La lettre oghamique (straif , (généralement assimilée à la lettre Z de l'alphabet latin) est régulièrement associée au prunellier (prunus spinosa). Arbuste épineux, largement répandu de l'Europe occidentale à l'Europe centrale et orientale. C'est une espèce rustique et pionnière, très résistante, qui colonise facilement les haies et terrains ouverts.
Translittérée le plus fréquemment par la lettre latine Z, la prononciation n'a pourtant rien à voir avec cette lettre. Le phonème correspondant à la lettre Z n'existe tout simplement pas en irlandais. Le gaélique ancien et le gaulois avaient un son spécifique [t͡s] que l'alphabet latin classique ne pouvait restituer. Ce phonème, appelé "affriquée" par les lexicographes, était désigné par les auteurs latins antiques comme "tau gallicum", pour évoquer ce "barbarisme" gaulois.
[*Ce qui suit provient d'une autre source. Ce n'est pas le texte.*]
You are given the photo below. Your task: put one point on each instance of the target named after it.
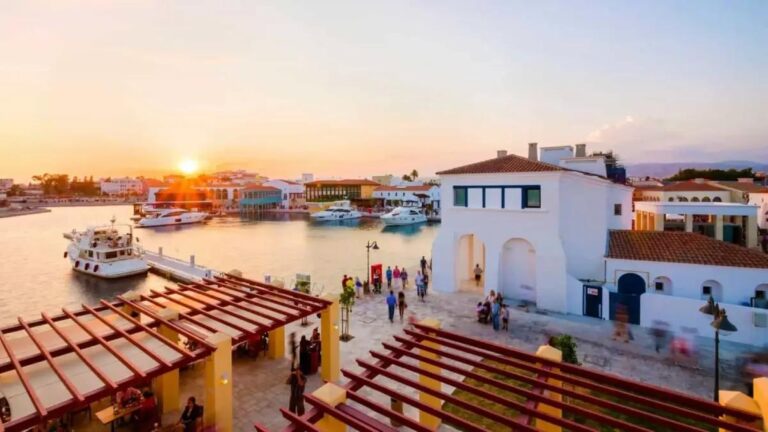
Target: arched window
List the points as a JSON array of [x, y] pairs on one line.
[[662, 285]]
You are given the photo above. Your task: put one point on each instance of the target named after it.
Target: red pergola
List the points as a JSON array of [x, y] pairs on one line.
[[488, 371], [58, 364]]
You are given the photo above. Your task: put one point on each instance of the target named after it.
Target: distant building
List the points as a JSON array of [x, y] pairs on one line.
[[256, 198], [428, 195], [334, 190], [5, 184], [122, 186], [292, 192]]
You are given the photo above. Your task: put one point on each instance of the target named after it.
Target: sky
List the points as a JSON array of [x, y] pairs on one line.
[[353, 89]]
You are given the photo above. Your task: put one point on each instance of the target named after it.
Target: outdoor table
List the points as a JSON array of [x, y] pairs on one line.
[[108, 416]]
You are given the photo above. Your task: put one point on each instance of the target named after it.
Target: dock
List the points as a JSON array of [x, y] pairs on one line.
[[177, 269]]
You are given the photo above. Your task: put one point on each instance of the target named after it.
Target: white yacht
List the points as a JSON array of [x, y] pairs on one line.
[[336, 213], [404, 216], [171, 217], [104, 252]]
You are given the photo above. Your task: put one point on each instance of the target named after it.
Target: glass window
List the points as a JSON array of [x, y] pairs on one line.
[[533, 197], [459, 197]]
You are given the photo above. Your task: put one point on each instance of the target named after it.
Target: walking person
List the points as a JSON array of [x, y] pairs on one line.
[[478, 274], [391, 303], [401, 305], [495, 310], [297, 381]]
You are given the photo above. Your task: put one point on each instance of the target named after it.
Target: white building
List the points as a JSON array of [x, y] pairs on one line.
[[536, 229], [409, 195], [668, 276], [122, 186], [292, 192]]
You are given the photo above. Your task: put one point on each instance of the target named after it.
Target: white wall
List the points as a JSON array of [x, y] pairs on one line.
[[682, 312], [738, 283]]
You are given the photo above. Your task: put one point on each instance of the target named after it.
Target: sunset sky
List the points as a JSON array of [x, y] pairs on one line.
[[358, 88]]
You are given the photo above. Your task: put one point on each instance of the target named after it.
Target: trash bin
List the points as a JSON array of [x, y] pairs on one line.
[[397, 406]]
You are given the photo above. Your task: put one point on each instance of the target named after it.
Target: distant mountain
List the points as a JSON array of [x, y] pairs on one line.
[[663, 170]]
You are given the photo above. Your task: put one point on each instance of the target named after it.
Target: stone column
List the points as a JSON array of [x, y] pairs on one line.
[[167, 385], [276, 346], [329, 340], [718, 227], [550, 353], [427, 419], [332, 395], [688, 223], [217, 410]]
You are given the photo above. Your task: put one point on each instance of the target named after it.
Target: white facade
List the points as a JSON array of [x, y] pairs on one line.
[[292, 192], [528, 252], [675, 292], [122, 186]]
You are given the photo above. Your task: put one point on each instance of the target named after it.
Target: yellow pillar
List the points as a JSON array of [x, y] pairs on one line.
[[329, 340], [167, 385], [718, 227], [426, 419], [740, 401], [217, 409], [333, 395], [276, 347], [550, 353], [751, 227], [760, 392]]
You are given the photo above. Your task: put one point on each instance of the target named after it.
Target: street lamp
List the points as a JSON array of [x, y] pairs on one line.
[[719, 323], [368, 246]]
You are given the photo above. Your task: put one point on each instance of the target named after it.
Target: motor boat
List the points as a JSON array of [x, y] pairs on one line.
[[167, 217], [336, 213], [105, 252], [404, 216]]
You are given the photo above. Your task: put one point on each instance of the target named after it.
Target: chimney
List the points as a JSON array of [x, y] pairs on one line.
[[581, 150], [533, 151]]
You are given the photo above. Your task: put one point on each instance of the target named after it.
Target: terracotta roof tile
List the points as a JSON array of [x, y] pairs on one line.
[[681, 247], [510, 163], [692, 186]]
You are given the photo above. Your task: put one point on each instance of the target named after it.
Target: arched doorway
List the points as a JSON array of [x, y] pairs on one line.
[[518, 270], [630, 287], [470, 252]]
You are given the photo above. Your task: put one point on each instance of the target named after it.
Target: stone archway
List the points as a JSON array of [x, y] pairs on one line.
[[470, 251], [517, 270]]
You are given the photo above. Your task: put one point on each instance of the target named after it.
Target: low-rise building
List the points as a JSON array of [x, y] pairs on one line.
[[392, 196], [122, 186], [257, 198], [335, 190], [292, 193]]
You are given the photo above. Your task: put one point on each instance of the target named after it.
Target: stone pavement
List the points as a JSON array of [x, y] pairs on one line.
[[260, 389]]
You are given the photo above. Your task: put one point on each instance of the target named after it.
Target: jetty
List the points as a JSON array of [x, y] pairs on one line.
[[177, 269]]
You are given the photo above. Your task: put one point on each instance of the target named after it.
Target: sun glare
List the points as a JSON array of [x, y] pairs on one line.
[[188, 166]]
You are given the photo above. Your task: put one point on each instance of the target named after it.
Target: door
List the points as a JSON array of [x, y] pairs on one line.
[[593, 301]]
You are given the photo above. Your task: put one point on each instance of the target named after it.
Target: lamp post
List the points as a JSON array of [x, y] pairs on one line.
[[719, 323], [368, 246]]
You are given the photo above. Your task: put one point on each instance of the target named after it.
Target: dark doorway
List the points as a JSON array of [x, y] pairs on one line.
[[593, 301]]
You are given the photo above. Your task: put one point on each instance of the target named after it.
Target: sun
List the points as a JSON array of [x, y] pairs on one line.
[[188, 166]]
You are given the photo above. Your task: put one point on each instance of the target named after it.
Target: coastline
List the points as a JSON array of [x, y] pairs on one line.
[[25, 212]]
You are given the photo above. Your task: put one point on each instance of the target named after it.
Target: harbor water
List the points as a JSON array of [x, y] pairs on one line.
[[35, 277]]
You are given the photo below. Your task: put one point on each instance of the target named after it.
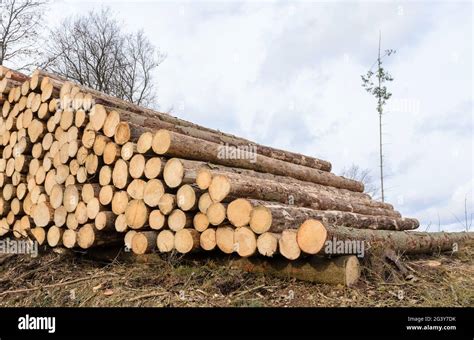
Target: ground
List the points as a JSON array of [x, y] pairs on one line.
[[116, 278]]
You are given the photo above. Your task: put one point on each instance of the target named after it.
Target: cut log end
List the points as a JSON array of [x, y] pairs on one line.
[[207, 239], [219, 188], [144, 242], [186, 240], [238, 212], [216, 213], [200, 222], [225, 239], [165, 241], [260, 219], [267, 244], [186, 197], [203, 178], [173, 173], [69, 238], [288, 245], [161, 142], [311, 236], [245, 242]]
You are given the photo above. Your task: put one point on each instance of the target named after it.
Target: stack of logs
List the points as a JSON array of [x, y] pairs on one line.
[[80, 168]]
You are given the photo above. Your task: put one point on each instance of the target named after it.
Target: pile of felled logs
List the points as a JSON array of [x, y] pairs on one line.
[[80, 168]]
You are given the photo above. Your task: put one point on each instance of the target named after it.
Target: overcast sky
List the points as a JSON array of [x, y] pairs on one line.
[[287, 74]]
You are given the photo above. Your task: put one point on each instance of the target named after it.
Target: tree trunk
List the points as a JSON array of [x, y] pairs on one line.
[[312, 239], [278, 217], [177, 145], [343, 270]]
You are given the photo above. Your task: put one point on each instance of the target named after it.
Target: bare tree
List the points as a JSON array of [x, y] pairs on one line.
[[93, 50], [362, 175], [20, 31]]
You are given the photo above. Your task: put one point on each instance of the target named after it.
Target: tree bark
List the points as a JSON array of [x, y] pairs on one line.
[[343, 270], [177, 145]]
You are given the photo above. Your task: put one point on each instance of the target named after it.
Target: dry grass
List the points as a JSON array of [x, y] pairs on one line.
[[119, 279]]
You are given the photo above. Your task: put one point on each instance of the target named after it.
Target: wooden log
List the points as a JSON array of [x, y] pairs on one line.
[[206, 170], [43, 214], [342, 270], [216, 213], [153, 192], [69, 238], [200, 222], [136, 189], [127, 240], [105, 220], [288, 245], [165, 241], [105, 175], [278, 217], [176, 145], [128, 150], [88, 237], [313, 236], [111, 123], [245, 241], [71, 198], [93, 208], [144, 242], [300, 194], [178, 220], [111, 152], [137, 166], [238, 212], [90, 191], [39, 235], [56, 196], [120, 174], [144, 142], [136, 214], [204, 202], [157, 121], [106, 194], [100, 143], [186, 240], [225, 239], [119, 202], [154, 167], [186, 197], [156, 220], [207, 240], [167, 203], [60, 216], [54, 236], [121, 223], [97, 117], [122, 133], [267, 244], [179, 171], [81, 213]]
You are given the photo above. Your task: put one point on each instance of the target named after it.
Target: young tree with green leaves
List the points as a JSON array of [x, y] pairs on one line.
[[373, 82]]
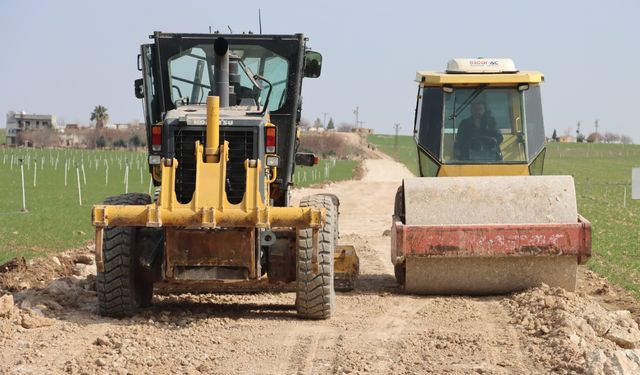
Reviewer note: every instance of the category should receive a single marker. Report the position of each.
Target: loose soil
(49, 325)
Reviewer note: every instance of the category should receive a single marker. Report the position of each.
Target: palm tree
(100, 115)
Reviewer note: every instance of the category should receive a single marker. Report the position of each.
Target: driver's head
(477, 109)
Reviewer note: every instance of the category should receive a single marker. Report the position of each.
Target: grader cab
(221, 113)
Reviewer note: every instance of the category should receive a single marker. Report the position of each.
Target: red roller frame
(492, 240)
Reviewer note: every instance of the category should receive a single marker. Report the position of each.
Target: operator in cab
(478, 135)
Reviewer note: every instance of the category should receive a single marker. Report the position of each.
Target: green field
(55, 219)
(404, 151)
(602, 174)
(326, 170)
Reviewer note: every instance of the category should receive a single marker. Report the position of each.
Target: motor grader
(221, 114)
(482, 219)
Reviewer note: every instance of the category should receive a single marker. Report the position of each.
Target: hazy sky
(65, 57)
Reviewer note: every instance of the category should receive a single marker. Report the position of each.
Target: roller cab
(481, 219)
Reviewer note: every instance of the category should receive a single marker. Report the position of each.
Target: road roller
(482, 218)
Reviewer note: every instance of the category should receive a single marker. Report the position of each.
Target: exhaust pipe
(221, 74)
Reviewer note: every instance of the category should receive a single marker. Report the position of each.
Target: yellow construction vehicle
(221, 113)
(481, 219)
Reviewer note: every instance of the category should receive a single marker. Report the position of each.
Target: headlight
(273, 161)
(154, 159)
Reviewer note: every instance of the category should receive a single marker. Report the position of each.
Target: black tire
(400, 272)
(398, 210)
(315, 296)
(121, 288)
(398, 204)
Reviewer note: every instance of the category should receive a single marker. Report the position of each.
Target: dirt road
(53, 328)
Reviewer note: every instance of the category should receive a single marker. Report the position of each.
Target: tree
(594, 137)
(304, 124)
(100, 116)
(330, 125)
(611, 137)
(345, 127)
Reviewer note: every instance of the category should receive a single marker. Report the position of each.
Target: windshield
(483, 124)
(191, 75)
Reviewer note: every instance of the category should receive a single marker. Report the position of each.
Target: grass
(55, 220)
(404, 151)
(602, 174)
(326, 170)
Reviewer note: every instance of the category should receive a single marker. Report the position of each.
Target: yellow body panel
(440, 79)
(461, 170)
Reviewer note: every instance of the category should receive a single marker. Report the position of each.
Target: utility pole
(324, 119)
(395, 140)
(357, 112)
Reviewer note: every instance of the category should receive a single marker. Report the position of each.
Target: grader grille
(242, 146)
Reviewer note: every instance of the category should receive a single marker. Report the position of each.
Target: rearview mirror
(138, 88)
(306, 159)
(312, 64)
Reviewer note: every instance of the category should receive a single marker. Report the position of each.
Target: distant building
(18, 122)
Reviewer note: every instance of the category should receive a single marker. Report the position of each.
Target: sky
(66, 57)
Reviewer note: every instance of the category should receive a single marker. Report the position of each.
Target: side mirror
(306, 159)
(138, 87)
(312, 64)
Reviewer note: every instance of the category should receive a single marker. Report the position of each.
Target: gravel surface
(48, 321)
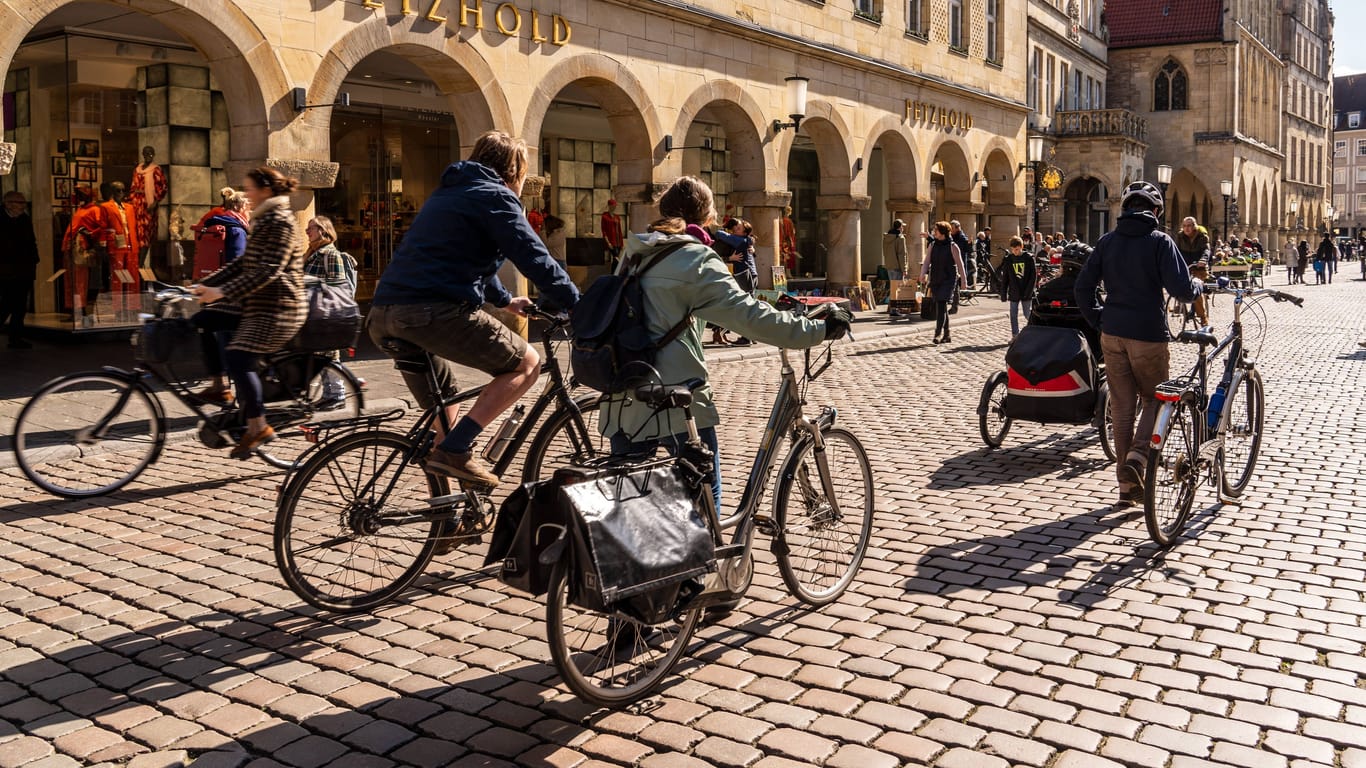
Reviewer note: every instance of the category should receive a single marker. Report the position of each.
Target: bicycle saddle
(675, 396)
(398, 347)
(1201, 338)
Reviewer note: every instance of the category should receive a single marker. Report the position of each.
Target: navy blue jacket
(459, 239)
(234, 235)
(1135, 263)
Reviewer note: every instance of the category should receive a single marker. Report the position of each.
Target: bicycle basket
(159, 339)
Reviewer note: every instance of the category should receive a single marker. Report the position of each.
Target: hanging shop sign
(935, 115)
(504, 17)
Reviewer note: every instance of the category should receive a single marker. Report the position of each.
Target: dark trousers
(14, 304)
(215, 332)
(941, 308)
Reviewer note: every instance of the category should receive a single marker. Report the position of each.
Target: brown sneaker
(461, 466)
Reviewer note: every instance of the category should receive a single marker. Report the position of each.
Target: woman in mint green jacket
(694, 280)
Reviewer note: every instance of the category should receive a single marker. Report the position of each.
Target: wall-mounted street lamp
(795, 104)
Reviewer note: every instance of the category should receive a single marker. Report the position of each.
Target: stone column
(843, 267)
(764, 209)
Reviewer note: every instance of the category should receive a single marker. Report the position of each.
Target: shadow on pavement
(1016, 463)
(49, 506)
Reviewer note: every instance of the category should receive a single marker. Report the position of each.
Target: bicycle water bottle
(499, 446)
(1216, 407)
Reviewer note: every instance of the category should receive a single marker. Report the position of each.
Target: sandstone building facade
(915, 110)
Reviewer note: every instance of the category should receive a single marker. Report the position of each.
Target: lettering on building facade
(504, 17)
(933, 115)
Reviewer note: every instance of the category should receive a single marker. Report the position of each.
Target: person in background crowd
(18, 265)
(965, 248)
(1290, 254)
(1135, 263)
(267, 282)
(1018, 278)
(1193, 241)
(738, 238)
(894, 248)
(943, 275)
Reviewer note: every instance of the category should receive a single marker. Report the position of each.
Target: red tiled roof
(1138, 23)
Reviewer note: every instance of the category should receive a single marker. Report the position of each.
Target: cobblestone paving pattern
(1006, 615)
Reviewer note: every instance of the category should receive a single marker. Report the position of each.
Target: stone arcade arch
(825, 212)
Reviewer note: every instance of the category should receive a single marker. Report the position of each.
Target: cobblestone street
(1006, 614)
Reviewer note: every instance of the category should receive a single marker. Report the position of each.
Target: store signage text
(506, 17)
(936, 115)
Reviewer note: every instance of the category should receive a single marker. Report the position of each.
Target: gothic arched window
(1169, 89)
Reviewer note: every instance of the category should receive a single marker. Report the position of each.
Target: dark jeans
(622, 446)
(941, 308)
(14, 304)
(215, 332)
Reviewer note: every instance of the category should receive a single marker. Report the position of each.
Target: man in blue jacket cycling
(433, 293)
(1135, 263)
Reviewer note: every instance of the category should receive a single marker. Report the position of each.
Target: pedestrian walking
(1137, 263)
(943, 273)
(894, 249)
(18, 267)
(1018, 278)
(267, 282)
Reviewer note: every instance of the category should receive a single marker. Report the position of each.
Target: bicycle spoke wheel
(86, 435)
(818, 550)
(1171, 477)
(608, 659)
(566, 437)
(992, 421)
(353, 528)
(1242, 435)
(331, 394)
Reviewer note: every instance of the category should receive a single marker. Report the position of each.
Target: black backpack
(609, 327)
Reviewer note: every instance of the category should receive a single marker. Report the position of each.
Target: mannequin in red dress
(787, 241)
(145, 193)
(614, 232)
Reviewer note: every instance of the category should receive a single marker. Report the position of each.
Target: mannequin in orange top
(122, 239)
(787, 241)
(88, 224)
(146, 192)
(614, 232)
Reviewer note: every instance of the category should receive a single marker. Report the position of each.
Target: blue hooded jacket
(1135, 263)
(459, 239)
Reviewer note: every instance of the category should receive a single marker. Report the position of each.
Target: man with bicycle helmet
(1135, 263)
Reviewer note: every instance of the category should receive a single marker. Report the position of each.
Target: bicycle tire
(803, 533)
(558, 443)
(992, 421)
(287, 450)
(1105, 422)
(52, 451)
(1171, 476)
(1249, 427)
(629, 677)
(343, 529)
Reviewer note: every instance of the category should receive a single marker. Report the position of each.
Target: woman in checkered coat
(267, 282)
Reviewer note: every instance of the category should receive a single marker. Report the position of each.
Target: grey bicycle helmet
(1149, 194)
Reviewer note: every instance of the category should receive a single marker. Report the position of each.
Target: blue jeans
(622, 444)
(1015, 313)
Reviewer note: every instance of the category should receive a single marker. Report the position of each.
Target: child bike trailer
(1051, 377)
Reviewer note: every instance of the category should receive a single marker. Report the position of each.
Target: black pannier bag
(1051, 376)
(529, 522)
(638, 539)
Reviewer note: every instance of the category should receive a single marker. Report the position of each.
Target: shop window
(956, 26)
(1169, 88)
(917, 18)
(993, 34)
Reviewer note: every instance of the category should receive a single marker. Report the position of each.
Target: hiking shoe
(461, 466)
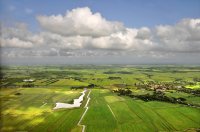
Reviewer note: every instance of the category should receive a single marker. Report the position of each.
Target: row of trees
(156, 96)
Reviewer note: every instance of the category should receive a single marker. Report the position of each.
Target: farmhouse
(28, 80)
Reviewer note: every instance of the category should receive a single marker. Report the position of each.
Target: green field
(28, 106)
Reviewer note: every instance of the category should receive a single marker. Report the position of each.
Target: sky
(100, 32)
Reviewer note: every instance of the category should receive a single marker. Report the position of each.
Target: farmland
(123, 98)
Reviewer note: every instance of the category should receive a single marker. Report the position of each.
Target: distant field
(136, 115)
(28, 105)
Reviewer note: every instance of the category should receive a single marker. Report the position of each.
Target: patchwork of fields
(28, 106)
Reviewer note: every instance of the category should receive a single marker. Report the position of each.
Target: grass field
(136, 115)
(28, 106)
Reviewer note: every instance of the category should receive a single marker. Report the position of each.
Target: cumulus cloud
(79, 21)
(82, 33)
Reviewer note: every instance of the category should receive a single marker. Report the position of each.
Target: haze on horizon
(88, 32)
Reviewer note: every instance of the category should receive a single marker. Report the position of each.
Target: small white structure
(77, 102)
(28, 80)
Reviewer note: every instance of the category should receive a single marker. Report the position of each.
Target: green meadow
(160, 98)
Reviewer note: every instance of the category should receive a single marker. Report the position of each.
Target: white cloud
(28, 11)
(80, 33)
(15, 43)
(79, 21)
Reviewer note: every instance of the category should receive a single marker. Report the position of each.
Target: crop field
(123, 98)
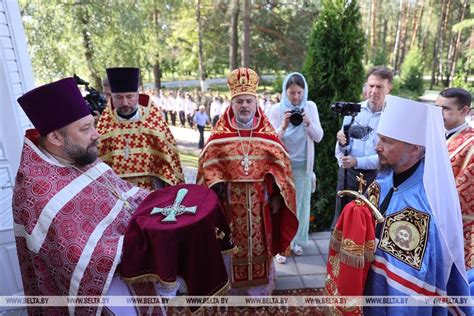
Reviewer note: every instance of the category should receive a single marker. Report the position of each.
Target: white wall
(16, 77)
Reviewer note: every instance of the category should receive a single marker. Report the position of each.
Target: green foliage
(334, 72)
(280, 31)
(460, 81)
(411, 74)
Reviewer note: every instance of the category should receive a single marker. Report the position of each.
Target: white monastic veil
(421, 124)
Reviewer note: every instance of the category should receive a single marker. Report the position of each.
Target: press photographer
(356, 141)
(296, 121)
(95, 100)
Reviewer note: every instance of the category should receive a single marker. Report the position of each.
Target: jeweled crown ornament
(242, 81)
(176, 209)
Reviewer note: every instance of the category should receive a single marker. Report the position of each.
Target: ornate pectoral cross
(246, 164)
(126, 152)
(176, 209)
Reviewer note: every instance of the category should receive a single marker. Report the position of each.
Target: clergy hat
(242, 81)
(123, 79)
(54, 105)
(421, 124)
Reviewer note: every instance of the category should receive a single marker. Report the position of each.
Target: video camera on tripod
(95, 100)
(351, 109)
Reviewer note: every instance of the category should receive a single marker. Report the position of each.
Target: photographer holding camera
(296, 121)
(358, 155)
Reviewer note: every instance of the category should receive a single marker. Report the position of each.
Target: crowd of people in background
(180, 107)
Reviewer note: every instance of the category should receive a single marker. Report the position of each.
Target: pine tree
(334, 71)
(411, 75)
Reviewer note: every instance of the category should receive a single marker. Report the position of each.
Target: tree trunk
(443, 38)
(457, 45)
(234, 35)
(416, 21)
(403, 33)
(202, 71)
(397, 40)
(424, 44)
(436, 47)
(157, 72)
(84, 17)
(373, 28)
(246, 35)
(156, 66)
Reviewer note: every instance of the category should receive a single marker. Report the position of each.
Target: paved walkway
(306, 271)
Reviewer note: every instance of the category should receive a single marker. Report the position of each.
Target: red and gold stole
(351, 250)
(142, 149)
(461, 150)
(257, 233)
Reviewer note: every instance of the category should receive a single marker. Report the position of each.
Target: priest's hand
(348, 162)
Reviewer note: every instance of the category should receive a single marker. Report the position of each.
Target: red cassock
(351, 251)
(461, 154)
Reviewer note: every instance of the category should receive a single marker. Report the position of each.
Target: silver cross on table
(176, 209)
(246, 164)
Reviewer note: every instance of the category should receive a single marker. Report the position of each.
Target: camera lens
(296, 119)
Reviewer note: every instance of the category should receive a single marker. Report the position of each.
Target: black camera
(296, 117)
(94, 99)
(345, 108)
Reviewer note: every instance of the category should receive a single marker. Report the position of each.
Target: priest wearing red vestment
(455, 103)
(246, 164)
(70, 209)
(135, 138)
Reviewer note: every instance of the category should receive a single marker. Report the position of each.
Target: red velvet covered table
(191, 247)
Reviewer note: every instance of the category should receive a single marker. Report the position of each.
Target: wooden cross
(176, 209)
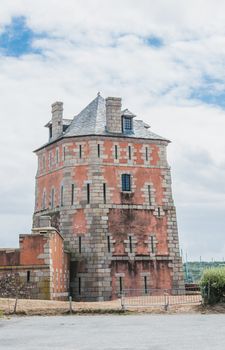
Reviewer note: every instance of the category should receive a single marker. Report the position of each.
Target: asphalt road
(142, 332)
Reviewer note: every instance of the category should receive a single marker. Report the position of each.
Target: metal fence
(159, 297)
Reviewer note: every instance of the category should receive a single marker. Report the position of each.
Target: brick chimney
(113, 115)
(57, 116)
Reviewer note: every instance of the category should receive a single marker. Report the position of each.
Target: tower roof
(92, 121)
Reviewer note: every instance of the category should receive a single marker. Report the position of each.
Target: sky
(166, 59)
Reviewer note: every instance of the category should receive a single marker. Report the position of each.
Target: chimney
(57, 116)
(113, 115)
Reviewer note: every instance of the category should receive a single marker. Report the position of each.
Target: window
(72, 194)
(50, 159)
(126, 182)
(152, 245)
(57, 155)
(145, 285)
(79, 238)
(104, 193)
(52, 198)
(108, 244)
(149, 195)
(130, 244)
(127, 124)
(43, 200)
(64, 153)
(43, 162)
(159, 212)
(121, 284)
(28, 276)
(129, 152)
(146, 153)
(61, 196)
(116, 152)
(88, 193)
(79, 285)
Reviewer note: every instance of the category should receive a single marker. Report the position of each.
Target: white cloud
(100, 45)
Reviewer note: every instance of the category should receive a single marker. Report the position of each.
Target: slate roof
(92, 121)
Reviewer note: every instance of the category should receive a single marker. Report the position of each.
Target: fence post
(70, 305)
(208, 291)
(122, 301)
(166, 300)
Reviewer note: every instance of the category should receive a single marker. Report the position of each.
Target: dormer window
(127, 121)
(127, 124)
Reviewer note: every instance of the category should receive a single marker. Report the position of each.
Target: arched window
(52, 198)
(126, 182)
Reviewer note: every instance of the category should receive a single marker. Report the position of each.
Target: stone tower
(104, 179)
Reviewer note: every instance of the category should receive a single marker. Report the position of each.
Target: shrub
(213, 285)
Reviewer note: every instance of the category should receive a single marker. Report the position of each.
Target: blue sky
(167, 62)
(16, 38)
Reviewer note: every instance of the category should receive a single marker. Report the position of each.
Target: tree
(213, 285)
Straif (var. straif, straiph, sraib, etc.), dans les glosses médiévales, est expliquée comme étant l'équivalent de droigen ("prunellier"), ce qui pourrait conforter les traditions qui l'associent à une plante épineuse. Toutefois ces gloseurs nous donnent curieusement, par la même occasion, un autre nom pour le prunellier. Une autre acceptation de l'irlandais sraib est : "soufre". Les bríatharogaim (voir infra) vont dans le sens de cette acceptation. De fait, comme pour bon nombre d'oghams, il s'agit d'une étymologie "ad hoc", visant à aligner les oghams sur un alphabet des arbres, même lorsque le mot original n'avait rien à voir avec un arbre.
Dans la littérature irlandaise ancienne, les oghams sont décrits par des bríatharogaim (singulier : bríatharogam). Chaque bríatharogam (kenning en anglais) est composé de deux mots expliquant la signification de chaque ogham. Trois versions nous sont parvenues : Le Bríatharogam Morainn mac Moín, le Bríatharogam Maic ind Óc, Le Bríatharogam Con Culainn.
Les bríatharogaim (ou "kennings") sont vraiment des joyaux de la poésie ancienne irlandaise, permettant de capturer de manière concise et imagée des significations profondes liées aux lettres et aux symboles. Le travail des copistes médiévaux a vraiment contribué à transmettre cette culture ancienne, mais on peut se demander si ces associations sont le fruit d'une vision plus mystique et poétique du langage.
Bríatharogaim de straif
Dans le cas de Straif (le prunellier), on voit bien que l'alignement sur un "arbre" est encore une fois artificiel. En se cantonnant strictement aux Bríatharogaim, c'est plutôt le soufre qui semble évoqué : le rouge tressam rúamnai, sa couleur orangée tirant vers le rouge, sa dimension visible ; le secret mórad rún et les nuages saigid nél, sa volatilité, sa dimension invisible. Le soufre semble ici servir de pont entre le visible et l'invisible : on voit la couleur, on ressent l'intensité, mais le phénomène reste mystérieux, fugitif, insaisissable.
Bríatharogaim
Gaélique
Traduction
Bríatharogam Morainn mac Moín
tressam rúamnai
le plus rouge
Bríatharogam Maic ind Óc
mórad rún
augmentation du secret
Bríatharogam Con Culainn
saigid nel
chercher des nuages
📌 (*) Remarque historique : L'assimilation des Ogham aux arbres a été établie par les copistes médiévaux, et ce n'est pas une caractéristique originelle de l'écriture oghamique elle-même. En fait, parmi les 20 caractères de base et les 5 ajouts plus tardifs, seulement 8 sont réellement liés à des arbres.